I’d never actually heard Leftover Salmon until two weeks ago, when a copy of The Nashville Sessions came across my desk. That’s when I knew I’d really been missing something. On that 1999 disc, the self-styled “polyrhythmic Cajun slamgrass” group from Colorado is captured in the company of such roots-music stalwarts as Lucinda Williams, Taj Mahal, Waylon Jennings, banjo pioneer Béla Fleck, accordionist Jo-El Sonnier, Dobro ace Jerry Douglas, bluegrass king Del McCoury, harpist John Popper of Blues Traveler, John Bell from Widespread Panic, Todd Park Mohr of Big Head Todd & the Monsters, and organist Reese Wynans from Double Trouble.

After experiencing The Nashville Sessions all I could think was “This should have won a Grammy,” so when Leftover Salmon vocalist-guitarist Vince Herman calls from a Kansas highway, I tell him that. “Well, thanks, man,” he replies with a surprised chuckle. “You know, it was like a venture onto the musical Fantasy Island for us, and just making it was enough of a reward for us.”

The Nashville Sessions was not a big hit, or even a minor one.

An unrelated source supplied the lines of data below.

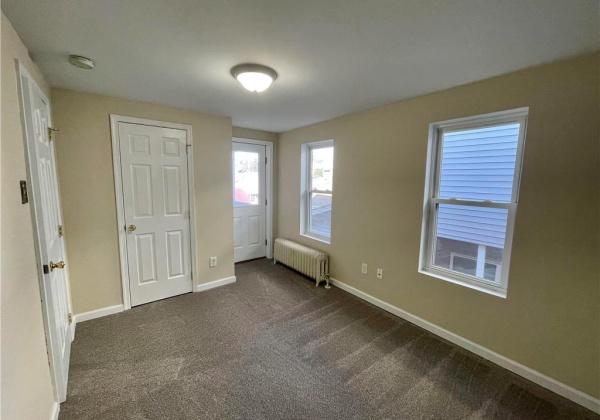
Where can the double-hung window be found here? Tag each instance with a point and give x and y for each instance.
(317, 190)
(471, 193)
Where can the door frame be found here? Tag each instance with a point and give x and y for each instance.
(58, 387)
(268, 188)
(114, 132)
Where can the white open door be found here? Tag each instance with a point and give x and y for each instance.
(47, 217)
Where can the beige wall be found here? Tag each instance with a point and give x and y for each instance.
(248, 133)
(26, 385)
(88, 194)
(550, 320)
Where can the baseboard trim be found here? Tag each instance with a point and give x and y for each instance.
(55, 411)
(547, 382)
(216, 283)
(98, 313)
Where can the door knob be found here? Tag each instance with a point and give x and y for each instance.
(53, 265)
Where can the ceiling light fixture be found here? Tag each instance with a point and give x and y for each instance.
(254, 77)
(81, 62)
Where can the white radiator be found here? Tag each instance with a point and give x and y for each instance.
(308, 261)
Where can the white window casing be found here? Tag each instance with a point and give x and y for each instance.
(477, 203)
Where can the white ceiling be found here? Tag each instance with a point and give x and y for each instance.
(333, 57)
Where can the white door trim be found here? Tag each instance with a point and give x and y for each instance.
(34, 195)
(114, 123)
(268, 189)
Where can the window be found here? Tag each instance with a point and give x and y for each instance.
(471, 193)
(317, 190)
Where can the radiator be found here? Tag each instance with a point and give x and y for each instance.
(308, 261)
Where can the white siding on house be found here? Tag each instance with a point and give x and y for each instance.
(477, 225)
(477, 165)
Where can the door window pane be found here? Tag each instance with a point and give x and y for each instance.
(245, 183)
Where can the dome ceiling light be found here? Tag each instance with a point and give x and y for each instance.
(81, 62)
(254, 77)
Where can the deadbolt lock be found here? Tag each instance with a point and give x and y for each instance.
(53, 265)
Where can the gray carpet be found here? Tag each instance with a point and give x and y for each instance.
(272, 346)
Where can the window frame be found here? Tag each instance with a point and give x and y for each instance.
(306, 189)
(432, 199)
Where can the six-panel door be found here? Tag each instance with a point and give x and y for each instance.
(157, 212)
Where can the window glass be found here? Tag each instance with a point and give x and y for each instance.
(322, 169)
(246, 184)
(320, 214)
(479, 163)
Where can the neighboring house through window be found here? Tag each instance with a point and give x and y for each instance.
(471, 193)
(317, 190)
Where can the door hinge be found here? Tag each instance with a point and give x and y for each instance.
(51, 132)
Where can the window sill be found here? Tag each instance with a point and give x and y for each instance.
(316, 238)
(471, 284)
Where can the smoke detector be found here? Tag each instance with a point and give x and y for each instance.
(81, 62)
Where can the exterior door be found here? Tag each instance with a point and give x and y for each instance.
(249, 203)
(154, 173)
(49, 232)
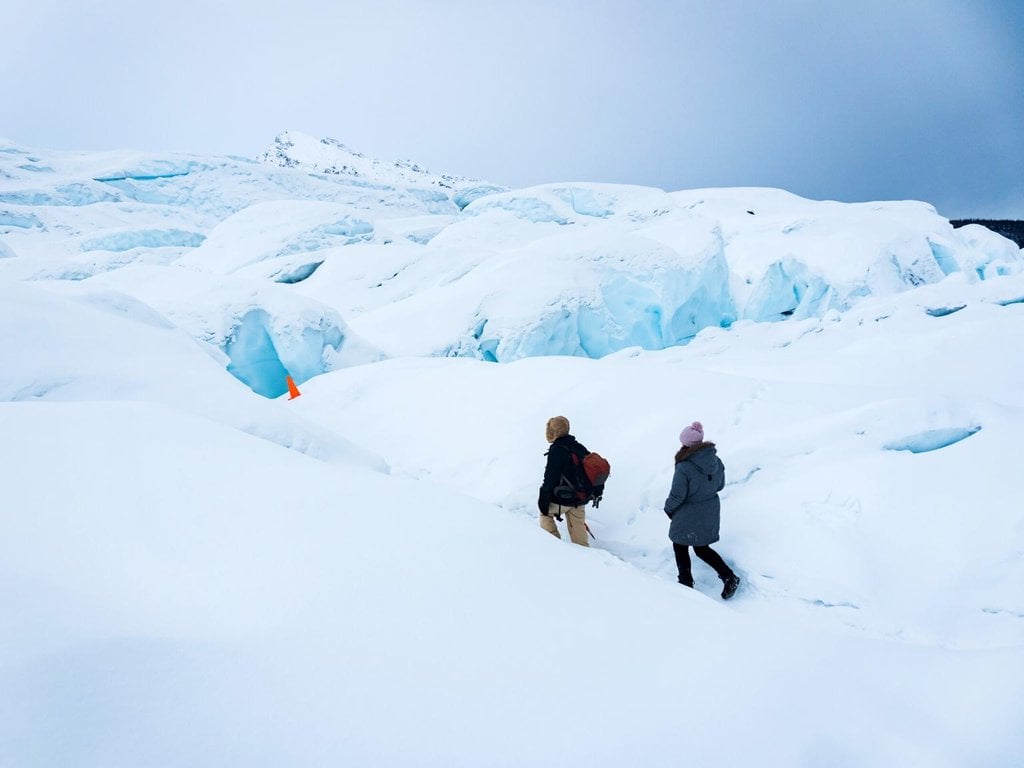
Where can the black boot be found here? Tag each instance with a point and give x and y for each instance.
(731, 585)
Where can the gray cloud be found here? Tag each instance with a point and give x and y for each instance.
(827, 99)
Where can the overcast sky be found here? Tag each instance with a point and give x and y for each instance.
(847, 100)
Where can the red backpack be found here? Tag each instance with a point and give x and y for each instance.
(588, 471)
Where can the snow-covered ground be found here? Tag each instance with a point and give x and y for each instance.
(194, 573)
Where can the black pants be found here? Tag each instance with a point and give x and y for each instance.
(707, 554)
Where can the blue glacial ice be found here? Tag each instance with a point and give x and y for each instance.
(144, 239)
(931, 439)
(262, 358)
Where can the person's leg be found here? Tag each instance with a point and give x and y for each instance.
(714, 559)
(548, 523)
(683, 563)
(576, 518)
(730, 582)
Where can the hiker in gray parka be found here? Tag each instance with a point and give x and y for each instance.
(694, 508)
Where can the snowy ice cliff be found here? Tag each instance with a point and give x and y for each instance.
(196, 569)
(317, 256)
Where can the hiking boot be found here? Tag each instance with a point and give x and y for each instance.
(731, 585)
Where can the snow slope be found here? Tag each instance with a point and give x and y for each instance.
(197, 574)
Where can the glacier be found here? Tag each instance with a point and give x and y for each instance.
(314, 256)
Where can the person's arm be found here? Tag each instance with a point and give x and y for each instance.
(552, 475)
(677, 495)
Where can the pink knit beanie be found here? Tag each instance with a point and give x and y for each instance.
(692, 434)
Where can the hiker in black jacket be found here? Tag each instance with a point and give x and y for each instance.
(694, 508)
(559, 467)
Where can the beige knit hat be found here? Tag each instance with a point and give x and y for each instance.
(556, 427)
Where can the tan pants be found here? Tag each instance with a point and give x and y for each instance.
(576, 518)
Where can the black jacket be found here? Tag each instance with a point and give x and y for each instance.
(559, 463)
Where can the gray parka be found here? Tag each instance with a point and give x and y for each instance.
(692, 505)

It seems that the band’s label at the time, Hollywood Records, didn’t really know what to do with it. “It was kind of a roots record at a time when the label was really startin’ to do the boy-band thing,” notes Herman. “You know, we are a boy band—it’s just we’re all in our 30s and 40s.”

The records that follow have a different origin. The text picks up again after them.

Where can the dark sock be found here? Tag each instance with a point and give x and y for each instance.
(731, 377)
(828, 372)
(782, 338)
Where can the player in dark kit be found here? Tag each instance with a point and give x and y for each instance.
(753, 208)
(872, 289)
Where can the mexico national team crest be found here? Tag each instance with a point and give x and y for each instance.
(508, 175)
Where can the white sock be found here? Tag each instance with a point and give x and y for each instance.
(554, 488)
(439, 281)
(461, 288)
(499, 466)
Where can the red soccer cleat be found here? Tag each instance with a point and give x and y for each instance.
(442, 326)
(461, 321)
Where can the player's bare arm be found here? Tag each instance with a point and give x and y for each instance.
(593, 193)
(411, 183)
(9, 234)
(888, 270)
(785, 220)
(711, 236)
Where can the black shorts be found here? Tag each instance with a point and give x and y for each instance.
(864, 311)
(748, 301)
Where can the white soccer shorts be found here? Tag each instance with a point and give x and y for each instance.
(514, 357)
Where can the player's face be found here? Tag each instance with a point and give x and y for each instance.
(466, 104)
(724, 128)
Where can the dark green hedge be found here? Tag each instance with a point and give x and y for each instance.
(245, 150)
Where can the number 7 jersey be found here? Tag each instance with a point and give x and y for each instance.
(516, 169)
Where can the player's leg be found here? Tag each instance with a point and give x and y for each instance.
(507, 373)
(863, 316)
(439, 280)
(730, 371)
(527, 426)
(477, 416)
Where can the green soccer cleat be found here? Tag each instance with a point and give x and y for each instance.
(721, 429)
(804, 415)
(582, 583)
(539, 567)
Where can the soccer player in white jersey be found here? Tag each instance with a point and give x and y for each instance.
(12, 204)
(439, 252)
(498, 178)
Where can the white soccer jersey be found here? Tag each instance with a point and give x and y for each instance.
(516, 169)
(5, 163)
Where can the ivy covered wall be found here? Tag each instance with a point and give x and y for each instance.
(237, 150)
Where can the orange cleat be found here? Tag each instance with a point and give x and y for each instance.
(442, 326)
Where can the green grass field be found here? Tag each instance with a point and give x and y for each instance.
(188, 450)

Maybe so, but the guys in Leftover Salmon still know how to cause a ruckus, as locals will discover when the sextet plays Richard’s on Richards on Monday (August 19) and Garfinkel’s in Whistler on Tuesday (August 20). The recent addition of former Derek Trucks Band keyboardist Bill McKay has brought more of a “southern-blues boogie-woogie” edge to the group, which Herman founded with mandolinist-guitarist Drew Emmitt and banjo player Mark Vann 12 years ago. The band’s latest CD, Live, was dedicated to Vann, who died of cancer last March.

“The record’s kind of a tribute to him,” says Herman, “and that’s why we’re callin’ it Live, you know—he really exemplified living big and leading the way with music. So it’s been real tough for us since Mark passed, having played with him for so long, but he was real adamant that we keep goin’ with what we love to do. The music’s been quite a comfort, really, and in pursuing it we get a lot of support from our fans and friends out there. So we’re plowing ahead, you know.”